There is probably no greater discrepancy in the gender gap in the area of domestic relations. Allow me to introduce a perfect illustration. Lets say you've been in a relationship for so many years to a woman who has a clinical diagnosis of Borderline Personality Disorder, Major Depression, has paranoia, and a family history of schizophrenia. She believes all men are indeed brutish, violent, and prone to cheat. As the man in this relationship you are subject to interrogations, invasive searches, and constant surveillance without ever giving the woman a reason to believe you are a womanizer or abuser. You are "walking on eggshells" as your every action becomes suspect. If a woman that isn't wrapped up like a Muslim wife in public, she would go on tirades about the perceived trashiness of the woman and accusations of lust for the woman of loose morals are directed at you. You reach a point in your relationship where you want out because you are tired of feeling like you are the subject of an FBI investigation rather than a loving hubby/ boyfriend/ fiancee.

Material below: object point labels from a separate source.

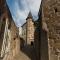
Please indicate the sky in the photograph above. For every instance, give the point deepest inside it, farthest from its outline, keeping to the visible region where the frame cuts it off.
(20, 9)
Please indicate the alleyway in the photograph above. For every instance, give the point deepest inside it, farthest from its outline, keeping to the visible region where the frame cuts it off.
(29, 51)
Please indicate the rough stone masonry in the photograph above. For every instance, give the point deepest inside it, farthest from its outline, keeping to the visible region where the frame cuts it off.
(51, 17)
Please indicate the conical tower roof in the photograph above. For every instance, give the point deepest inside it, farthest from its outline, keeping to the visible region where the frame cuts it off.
(29, 15)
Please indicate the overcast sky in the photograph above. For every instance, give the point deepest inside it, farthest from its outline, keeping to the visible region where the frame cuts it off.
(20, 9)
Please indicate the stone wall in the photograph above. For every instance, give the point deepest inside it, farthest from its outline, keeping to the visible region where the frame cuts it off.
(30, 31)
(51, 16)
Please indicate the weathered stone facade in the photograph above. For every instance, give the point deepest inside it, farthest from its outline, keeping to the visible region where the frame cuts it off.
(9, 39)
(28, 29)
(51, 17)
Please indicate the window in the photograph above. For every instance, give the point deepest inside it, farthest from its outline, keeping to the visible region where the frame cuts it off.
(55, 10)
(32, 43)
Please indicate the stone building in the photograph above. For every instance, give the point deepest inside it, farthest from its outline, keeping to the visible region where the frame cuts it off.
(9, 39)
(28, 29)
(51, 19)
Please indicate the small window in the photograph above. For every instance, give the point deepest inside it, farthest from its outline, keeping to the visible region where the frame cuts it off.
(14, 38)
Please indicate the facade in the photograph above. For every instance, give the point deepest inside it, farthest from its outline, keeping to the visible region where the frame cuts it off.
(51, 17)
(9, 39)
(28, 30)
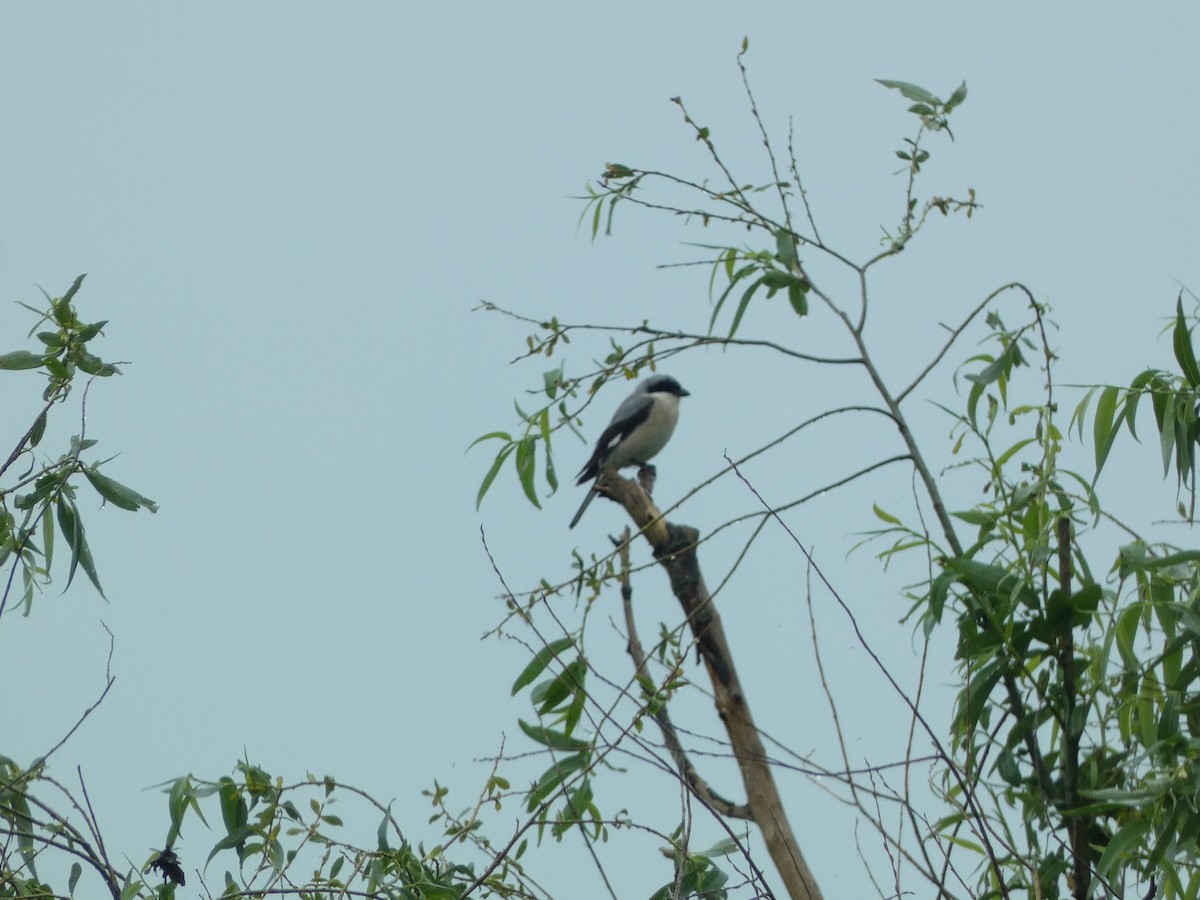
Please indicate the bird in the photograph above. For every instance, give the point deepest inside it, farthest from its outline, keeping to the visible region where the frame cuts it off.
(641, 426)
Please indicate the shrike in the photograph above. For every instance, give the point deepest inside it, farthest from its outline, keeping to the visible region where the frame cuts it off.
(641, 426)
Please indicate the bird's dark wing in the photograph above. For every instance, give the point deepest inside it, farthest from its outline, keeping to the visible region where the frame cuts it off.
(167, 864)
(631, 413)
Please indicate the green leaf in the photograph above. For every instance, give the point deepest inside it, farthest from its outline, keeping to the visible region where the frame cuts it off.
(73, 289)
(550, 694)
(880, 513)
(19, 360)
(1104, 427)
(1137, 388)
(381, 835)
(743, 304)
(785, 246)
(177, 804)
(913, 93)
(1122, 847)
(957, 99)
(553, 777)
(118, 493)
(540, 660)
(735, 277)
(493, 472)
(527, 467)
(551, 738)
(1182, 341)
(81, 555)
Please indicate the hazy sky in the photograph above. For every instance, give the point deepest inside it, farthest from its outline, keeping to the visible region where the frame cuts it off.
(288, 211)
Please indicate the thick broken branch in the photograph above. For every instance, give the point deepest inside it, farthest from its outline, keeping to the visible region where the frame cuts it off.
(675, 547)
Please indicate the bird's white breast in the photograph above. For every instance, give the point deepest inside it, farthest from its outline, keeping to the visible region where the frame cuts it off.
(651, 436)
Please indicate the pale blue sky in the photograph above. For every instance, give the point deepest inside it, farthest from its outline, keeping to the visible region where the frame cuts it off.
(287, 213)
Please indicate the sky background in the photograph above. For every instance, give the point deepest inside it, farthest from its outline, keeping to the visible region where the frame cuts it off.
(289, 213)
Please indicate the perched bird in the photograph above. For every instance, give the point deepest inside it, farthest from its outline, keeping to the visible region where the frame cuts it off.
(641, 426)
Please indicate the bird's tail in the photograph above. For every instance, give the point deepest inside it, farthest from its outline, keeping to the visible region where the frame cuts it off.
(583, 508)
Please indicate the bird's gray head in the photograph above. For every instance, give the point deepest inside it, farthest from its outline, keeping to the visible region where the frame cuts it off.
(663, 384)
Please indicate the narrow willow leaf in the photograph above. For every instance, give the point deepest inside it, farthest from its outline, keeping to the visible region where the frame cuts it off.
(118, 493)
(551, 738)
(1104, 427)
(527, 468)
(742, 306)
(493, 472)
(911, 91)
(19, 360)
(1182, 341)
(540, 660)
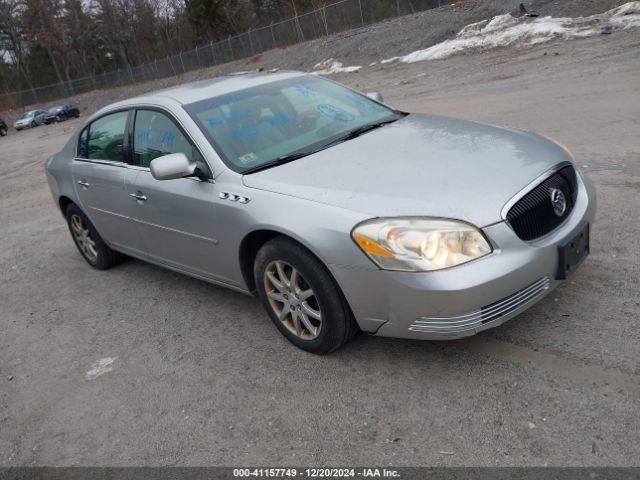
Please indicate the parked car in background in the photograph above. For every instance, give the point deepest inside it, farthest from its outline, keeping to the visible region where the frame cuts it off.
(60, 113)
(30, 119)
(339, 211)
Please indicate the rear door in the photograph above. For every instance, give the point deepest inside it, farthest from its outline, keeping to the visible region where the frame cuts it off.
(100, 173)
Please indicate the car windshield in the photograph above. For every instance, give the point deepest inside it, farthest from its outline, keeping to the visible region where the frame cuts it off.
(287, 118)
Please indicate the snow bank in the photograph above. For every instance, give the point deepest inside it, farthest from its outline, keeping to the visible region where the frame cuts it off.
(331, 66)
(507, 30)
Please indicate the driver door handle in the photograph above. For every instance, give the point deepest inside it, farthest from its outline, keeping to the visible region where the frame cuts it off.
(138, 196)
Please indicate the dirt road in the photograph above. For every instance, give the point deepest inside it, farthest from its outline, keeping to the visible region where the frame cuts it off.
(201, 377)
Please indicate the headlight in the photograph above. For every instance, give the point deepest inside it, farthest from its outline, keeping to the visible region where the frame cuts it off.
(419, 244)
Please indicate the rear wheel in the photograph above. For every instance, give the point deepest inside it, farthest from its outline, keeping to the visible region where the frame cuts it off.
(301, 297)
(89, 242)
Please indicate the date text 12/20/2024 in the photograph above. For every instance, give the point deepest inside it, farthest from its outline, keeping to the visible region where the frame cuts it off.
(316, 472)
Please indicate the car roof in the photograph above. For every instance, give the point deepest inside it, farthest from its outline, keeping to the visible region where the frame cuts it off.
(213, 87)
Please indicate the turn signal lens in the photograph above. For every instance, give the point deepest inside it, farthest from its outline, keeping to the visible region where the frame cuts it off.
(419, 244)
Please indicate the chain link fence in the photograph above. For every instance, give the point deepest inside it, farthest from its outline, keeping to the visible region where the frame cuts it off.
(330, 19)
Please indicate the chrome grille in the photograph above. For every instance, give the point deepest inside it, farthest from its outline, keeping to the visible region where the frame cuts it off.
(486, 314)
(532, 216)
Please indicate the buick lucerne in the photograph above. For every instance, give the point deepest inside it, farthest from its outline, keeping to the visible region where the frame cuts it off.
(339, 212)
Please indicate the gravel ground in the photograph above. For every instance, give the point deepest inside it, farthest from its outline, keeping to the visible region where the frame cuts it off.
(201, 377)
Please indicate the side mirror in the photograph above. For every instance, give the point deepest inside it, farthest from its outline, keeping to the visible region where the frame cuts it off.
(172, 166)
(377, 96)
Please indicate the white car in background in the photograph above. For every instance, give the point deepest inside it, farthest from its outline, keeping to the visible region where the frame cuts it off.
(30, 119)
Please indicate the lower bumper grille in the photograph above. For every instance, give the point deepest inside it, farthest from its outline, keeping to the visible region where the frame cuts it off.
(486, 314)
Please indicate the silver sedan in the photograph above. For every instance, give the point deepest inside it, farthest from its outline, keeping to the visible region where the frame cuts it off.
(341, 213)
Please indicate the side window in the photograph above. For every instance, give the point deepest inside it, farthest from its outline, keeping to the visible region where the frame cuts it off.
(155, 135)
(106, 137)
(82, 143)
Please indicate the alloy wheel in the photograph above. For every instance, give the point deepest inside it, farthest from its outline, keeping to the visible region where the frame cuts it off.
(293, 300)
(83, 238)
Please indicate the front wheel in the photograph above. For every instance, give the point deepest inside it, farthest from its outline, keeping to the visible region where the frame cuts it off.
(89, 242)
(301, 297)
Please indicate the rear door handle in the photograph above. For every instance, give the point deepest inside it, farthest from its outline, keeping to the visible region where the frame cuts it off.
(138, 196)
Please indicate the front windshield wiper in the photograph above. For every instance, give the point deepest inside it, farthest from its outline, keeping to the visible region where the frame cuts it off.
(289, 157)
(356, 132)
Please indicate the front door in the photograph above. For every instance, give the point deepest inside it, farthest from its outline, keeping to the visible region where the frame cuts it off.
(177, 219)
(99, 175)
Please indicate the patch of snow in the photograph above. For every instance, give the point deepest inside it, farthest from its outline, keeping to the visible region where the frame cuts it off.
(507, 30)
(100, 367)
(331, 66)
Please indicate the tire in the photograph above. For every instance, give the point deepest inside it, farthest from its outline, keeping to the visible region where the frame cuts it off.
(84, 235)
(335, 325)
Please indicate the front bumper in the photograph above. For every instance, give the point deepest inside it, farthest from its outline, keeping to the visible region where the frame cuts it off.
(464, 300)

When you two break up, she calls the police on you and makes a wild accusation. The police hassle you but they don't arrest you because you did nothing wrong (but as they see it, they "haven't caught you"). You pack up her things and leave them at her place in neat little boxes. A few days later you get a knock at the door; it is a sheriff's deputy handing you a restraining order. You feel a sinking feeling in your chest as you are treated like you just murdered someone. In 2 weeks you go before a judge and plead your innocence. The "ex" paints a picture of you as some kind of "monster," and the female judge accepts her on her word only. The judge rules against you. You have no defense. You are a man, after all.
How many times has this scenario played out in court? There is no telling. Men are the "stronger" sex, after all. Men do not report domestic violence against them because of many reasons, including a fear of a 911 call turning against him, fear (mostly of being accused of being abusive himself), societal disbelief, and shame. You can even say it seems like a joke, the thought of a big, burly guy whipped by a 5'3 woman. The cultural belief favors the woman, and many women know it. As a result, arrests of female abusers are rare.
There is another element of abuse that is not considered, though is often used in defense of women abused by men. Women tend to be more emotionally and psychologically abusive (though some were physical). Some women abuse their men through the legal system that favors women in domestic laws as well. It is far too easy to traumatize a man through a false allegation in the domestic civil courts, where only a "preponderance of the evidence" (a low standard of proof suggesting the allegation is "more likely than not" something happened) is the standard by which you are labeled and condemned. It is hard to prove psychological abuse, and as a man it seems the standard is unconsciously raised to "Beyond a Reasonable Doubt."
I have experienced firsthand the impact of psychological and emotional abuse from a woman. It is essentially the same as "Asymmetrical Warfare." Asymmetric warfare, in a nutshell, is the use of tactics to compensate for being the weaker force in a war, like Guerrilla Warfare or terrorism. A series of small scale attacks compromise the will of a larger force. perhaps the term "war of the sexes" has merit. I have suffered the long term effects of abuse, but as a man, I really have nowhere to turn. There are no "battered men's shelters," no assistance programs for men displaced by leaving his abuser, or even a support network. Equality is a myth.
In light of many things they have stated publicly, I can see why Radical Feminism is seen with such disdain, yet their views are accepted in culture and the courts. It is not about "equality" of the sexes, it is a matter of usurping power. Ironically, Radical Feminists become the very evil they are claiming to fight. The symbol of the justice system is a scale, not a pendulum. Equality is a balance, but the Radical Feminists Courts are a pendulum. It takes more men willing to speak out against their abusers. We must not continue to suffer in silence.